The planned study of MRX34 will enroll patients with primary liver cancer or advanced solid tumors with liver involvement. The first part of the trial will examine escalating doses of the drug in around 30 patients. However, once the maximum tolerated dose is identified, Mirna plans to enroll an additional 18 patients with different types of cancer as part of an enrichment phase that will test the drug's effect in tumors outside of the liver, depending on the outcome of the first part of the trial.

In particular, Mirna thinks miR-34a is very involved in non-small cell lung cancer, Lammer said. “We hope that we can drive enough microRNA copies into the lung tumor to see an effect.” If so, “we may decide to have more patients with lung cancer included [in the enrichment phase] without the liver metastasis requirement.”

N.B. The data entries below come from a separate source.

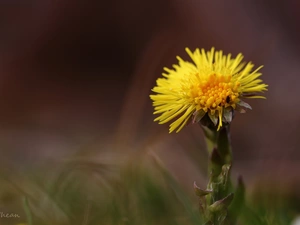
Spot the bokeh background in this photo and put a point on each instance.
(75, 79)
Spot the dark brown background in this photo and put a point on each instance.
(75, 73)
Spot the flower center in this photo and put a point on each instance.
(214, 92)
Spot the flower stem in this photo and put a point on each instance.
(216, 202)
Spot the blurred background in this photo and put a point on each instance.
(75, 79)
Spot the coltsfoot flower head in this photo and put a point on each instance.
(213, 84)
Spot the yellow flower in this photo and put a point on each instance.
(213, 84)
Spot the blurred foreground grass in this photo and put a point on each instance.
(121, 189)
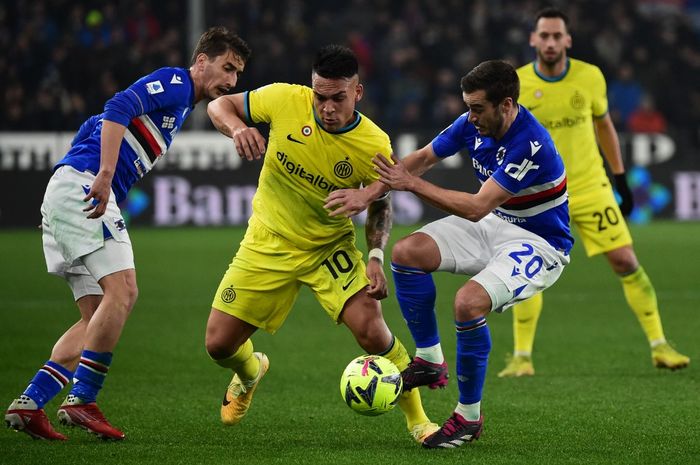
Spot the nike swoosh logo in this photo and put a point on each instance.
(290, 138)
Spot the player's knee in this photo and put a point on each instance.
(470, 305)
(417, 251)
(373, 336)
(623, 260)
(405, 252)
(217, 345)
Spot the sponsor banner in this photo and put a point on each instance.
(201, 181)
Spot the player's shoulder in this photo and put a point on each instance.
(370, 127)
(530, 129)
(526, 71)
(166, 81)
(282, 92)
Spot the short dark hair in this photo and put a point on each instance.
(335, 61)
(217, 41)
(551, 12)
(497, 77)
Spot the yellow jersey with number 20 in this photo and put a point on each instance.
(566, 105)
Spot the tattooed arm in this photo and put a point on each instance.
(377, 230)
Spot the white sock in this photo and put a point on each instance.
(432, 354)
(470, 412)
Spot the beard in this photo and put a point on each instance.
(548, 60)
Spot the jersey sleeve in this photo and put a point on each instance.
(598, 93)
(263, 103)
(452, 139)
(86, 129)
(163, 88)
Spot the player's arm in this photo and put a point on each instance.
(98, 195)
(470, 206)
(229, 117)
(610, 146)
(377, 230)
(350, 202)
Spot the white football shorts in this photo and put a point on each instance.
(511, 263)
(74, 246)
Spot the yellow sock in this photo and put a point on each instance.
(409, 403)
(641, 297)
(525, 317)
(242, 362)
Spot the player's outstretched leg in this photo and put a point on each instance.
(80, 407)
(239, 394)
(27, 412)
(424, 373)
(455, 432)
(525, 317)
(24, 415)
(517, 366)
(665, 356)
(86, 415)
(418, 423)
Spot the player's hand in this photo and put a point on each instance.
(98, 195)
(393, 175)
(249, 143)
(347, 202)
(627, 200)
(377, 280)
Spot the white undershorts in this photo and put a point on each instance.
(74, 246)
(511, 263)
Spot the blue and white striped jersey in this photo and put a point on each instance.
(153, 109)
(525, 163)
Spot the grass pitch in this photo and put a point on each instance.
(595, 399)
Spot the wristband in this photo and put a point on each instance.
(376, 253)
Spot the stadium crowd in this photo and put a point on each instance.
(63, 58)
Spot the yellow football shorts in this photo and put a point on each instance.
(264, 278)
(599, 221)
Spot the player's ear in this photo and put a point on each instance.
(359, 92)
(200, 60)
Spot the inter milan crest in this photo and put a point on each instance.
(228, 295)
(343, 169)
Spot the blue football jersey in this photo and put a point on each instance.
(153, 109)
(525, 163)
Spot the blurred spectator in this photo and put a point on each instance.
(624, 95)
(646, 118)
(63, 57)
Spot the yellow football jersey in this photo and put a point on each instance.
(566, 106)
(304, 163)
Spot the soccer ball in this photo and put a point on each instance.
(371, 385)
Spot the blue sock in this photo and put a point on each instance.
(90, 375)
(415, 291)
(473, 347)
(48, 381)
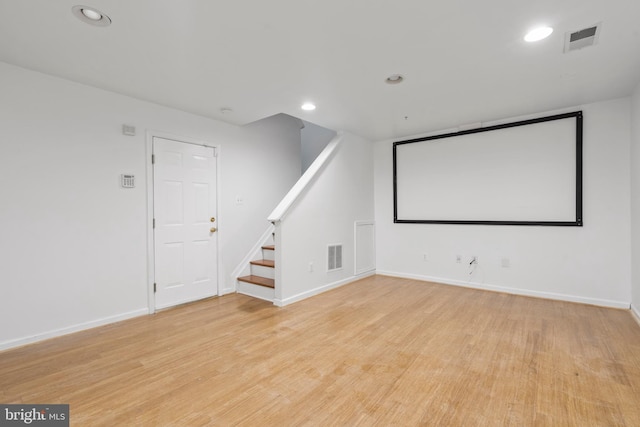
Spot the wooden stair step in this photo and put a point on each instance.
(258, 280)
(264, 262)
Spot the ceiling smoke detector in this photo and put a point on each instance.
(90, 15)
(394, 79)
(582, 38)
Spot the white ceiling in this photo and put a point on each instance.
(463, 61)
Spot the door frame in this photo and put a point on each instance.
(151, 278)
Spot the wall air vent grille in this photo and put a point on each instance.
(334, 261)
(582, 38)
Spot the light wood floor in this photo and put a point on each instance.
(382, 351)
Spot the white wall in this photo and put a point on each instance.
(589, 264)
(314, 139)
(325, 214)
(635, 200)
(74, 244)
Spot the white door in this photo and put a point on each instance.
(185, 238)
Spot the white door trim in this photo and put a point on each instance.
(150, 205)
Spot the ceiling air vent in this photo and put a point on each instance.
(582, 38)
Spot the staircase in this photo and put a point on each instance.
(260, 283)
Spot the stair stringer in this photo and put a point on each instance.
(244, 268)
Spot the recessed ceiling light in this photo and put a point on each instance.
(91, 16)
(394, 79)
(538, 34)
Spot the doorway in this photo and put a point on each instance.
(185, 238)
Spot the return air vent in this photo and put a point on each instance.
(582, 38)
(334, 261)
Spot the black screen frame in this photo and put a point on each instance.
(577, 222)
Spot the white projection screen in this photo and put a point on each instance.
(521, 173)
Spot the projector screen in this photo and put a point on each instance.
(521, 173)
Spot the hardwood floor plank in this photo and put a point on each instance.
(381, 351)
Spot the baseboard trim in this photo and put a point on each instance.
(635, 313)
(513, 291)
(71, 329)
(321, 289)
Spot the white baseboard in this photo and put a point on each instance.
(635, 313)
(320, 289)
(71, 329)
(513, 291)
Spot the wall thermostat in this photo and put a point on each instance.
(127, 181)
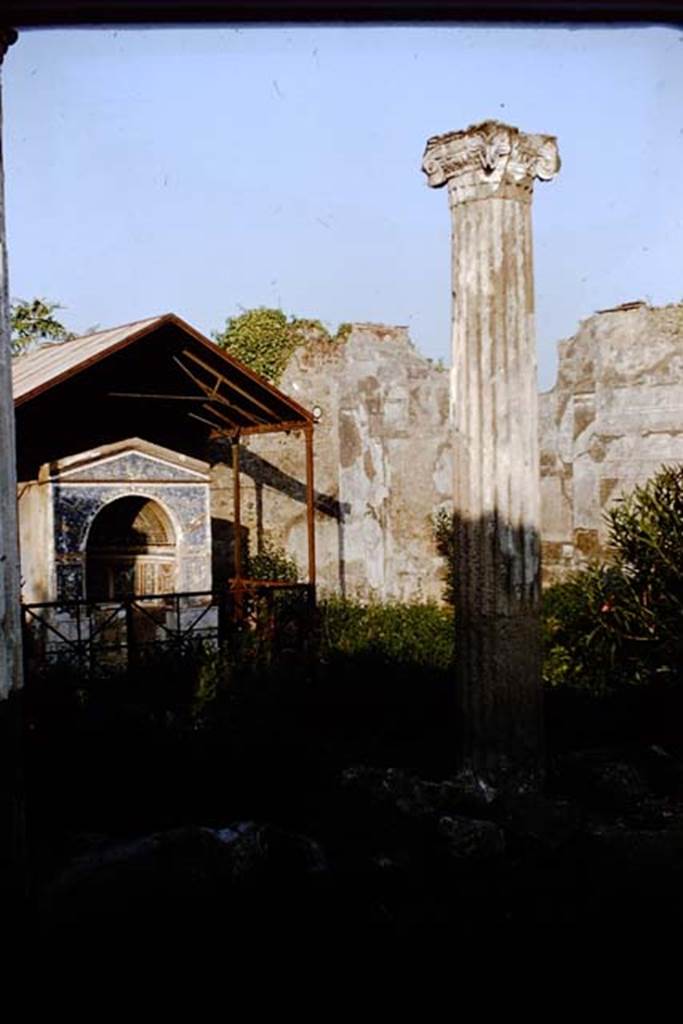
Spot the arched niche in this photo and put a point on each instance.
(131, 550)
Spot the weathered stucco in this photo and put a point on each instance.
(383, 450)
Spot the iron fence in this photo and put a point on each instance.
(98, 637)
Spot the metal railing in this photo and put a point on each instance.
(97, 637)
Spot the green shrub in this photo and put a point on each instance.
(623, 623)
(272, 562)
(646, 534)
(586, 622)
(411, 635)
(265, 339)
(443, 525)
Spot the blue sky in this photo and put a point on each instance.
(209, 170)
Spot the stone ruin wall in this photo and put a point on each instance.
(613, 419)
(383, 452)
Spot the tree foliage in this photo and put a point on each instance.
(443, 525)
(33, 323)
(265, 339)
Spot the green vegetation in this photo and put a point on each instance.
(33, 323)
(265, 339)
(409, 635)
(272, 562)
(443, 525)
(623, 623)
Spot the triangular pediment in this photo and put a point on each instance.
(132, 461)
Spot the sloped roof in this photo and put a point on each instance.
(233, 398)
(35, 371)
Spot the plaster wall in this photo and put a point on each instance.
(384, 454)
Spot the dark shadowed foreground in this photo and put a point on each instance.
(321, 803)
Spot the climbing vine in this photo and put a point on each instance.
(265, 339)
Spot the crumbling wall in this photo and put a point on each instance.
(382, 466)
(613, 418)
(383, 450)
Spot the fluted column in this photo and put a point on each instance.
(489, 170)
(12, 833)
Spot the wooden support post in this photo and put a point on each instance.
(237, 521)
(310, 504)
(12, 832)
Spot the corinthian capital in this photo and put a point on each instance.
(489, 160)
(7, 37)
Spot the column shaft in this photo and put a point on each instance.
(489, 170)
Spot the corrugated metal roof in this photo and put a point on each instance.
(49, 364)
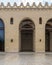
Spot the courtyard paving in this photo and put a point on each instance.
(25, 58)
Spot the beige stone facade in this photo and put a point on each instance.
(19, 13)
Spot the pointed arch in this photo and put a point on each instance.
(48, 36)
(2, 35)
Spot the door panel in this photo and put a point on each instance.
(26, 40)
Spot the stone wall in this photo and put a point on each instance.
(19, 14)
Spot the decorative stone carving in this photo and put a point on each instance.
(46, 5)
(15, 5)
(27, 5)
(34, 5)
(21, 5)
(8, 5)
(2, 5)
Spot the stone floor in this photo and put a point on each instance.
(25, 58)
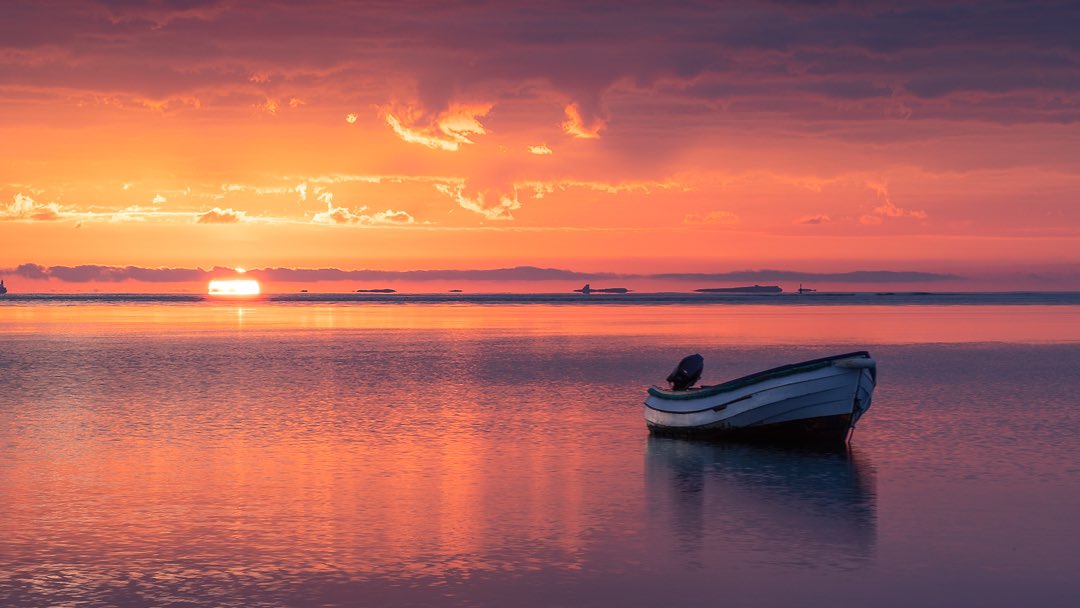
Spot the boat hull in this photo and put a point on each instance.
(814, 401)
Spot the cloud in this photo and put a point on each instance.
(446, 131)
(712, 218)
(888, 208)
(346, 216)
(575, 126)
(218, 215)
(490, 204)
(24, 207)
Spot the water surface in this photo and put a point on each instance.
(309, 454)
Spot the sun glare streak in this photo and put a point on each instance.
(233, 287)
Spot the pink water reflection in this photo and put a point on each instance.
(733, 324)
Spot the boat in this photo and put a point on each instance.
(745, 289)
(817, 401)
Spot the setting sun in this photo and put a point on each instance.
(233, 287)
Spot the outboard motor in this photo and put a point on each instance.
(687, 373)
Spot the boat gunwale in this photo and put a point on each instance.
(781, 372)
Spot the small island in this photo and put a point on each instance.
(746, 289)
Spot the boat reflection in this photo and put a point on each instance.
(717, 501)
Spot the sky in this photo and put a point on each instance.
(928, 144)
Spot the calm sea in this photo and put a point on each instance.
(490, 451)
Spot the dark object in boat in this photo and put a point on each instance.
(746, 289)
(687, 373)
(586, 289)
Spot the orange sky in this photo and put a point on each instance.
(409, 135)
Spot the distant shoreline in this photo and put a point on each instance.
(562, 298)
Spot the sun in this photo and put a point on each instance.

Mirna continues to weigh the possibility of running a phase Ib trial of MRX34 as part of a combination therapy with standard cancer drugs, but Lammers said this week that the company is sticking to its plan of pushing the drug forward as a standalone treatment for cancer.

Any phase Ib study will depend on “what tumors we get enrolled in the [phase I] and the responses we see, if any,” he said. “In phase I, we have to be realistic about how many patients we will see because it's an advanced cancer patient population. That's just the way oncology drug development works.”